大村を過労死させたのは自分ではないかと龍平は不安になる。もしそうなら龍平は大切な恩人を殺したのだ。現在の龍平の認識レベルで、光明の家の聖典を読む限り、貧乏の極にあって地獄の釜の底をのたうち回るのも、そんな因果の報いの結果のような気がしてくる龍平だった。
大村商店に支払いをした後、会社に行ってみると、既に会社は無かった。光明の家を熱心に信仰していた叔子夫人はどうしているのかと気がかりだ。だが住所も勤め場所も手がかりがなく、調べようが無かった。
一方、南河内郡丹南町の三千坪の山林を四十五軒の宅地に変える造成工事は順調に進み、八月には完成した姿を見せるに至った。開発費用から造成工事迄、何から何まで資金を立て替えていたのは、南大阪の有力者、黒田である。後は大阪府が開発調整から外しさえすれば良かった。それさえ叶ったら、後は楠木住建が一括して買ってくれる段取りだった。

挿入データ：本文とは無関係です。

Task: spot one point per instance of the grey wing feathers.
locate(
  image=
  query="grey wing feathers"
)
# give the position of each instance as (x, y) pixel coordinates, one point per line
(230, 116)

黒田はこの後、大阪府への調整解除の申請の後押しにと、丹南町議会にその嘆願の決議を求めた。丹南町は黒田に言われたら、従わなければならない関係にあった。だがこの目論見は後に失敗に終わる。たかが私人の土地の調整外しに丹南町議会が協力せよとは、筋の通らぬ話だからだ。
八月三十日、十四億円で一年前に栄光建設に売却した八幡工場の前半分を、なみはや銀行ではなく、浪銀ファイナンスからの融資を受けて、今度は十六憶円で栄光建設から買い戻した。
全額を融資した秦田はこれがベストな策だとは決して思わないが、そうするしか無かった。日本の土地価格の高値維持は明らかに限界が来ていた。
奇しくもその日は、日銀がその結果も考えずに、公定歩合をいきなり六パーに引き上げた日でもあった。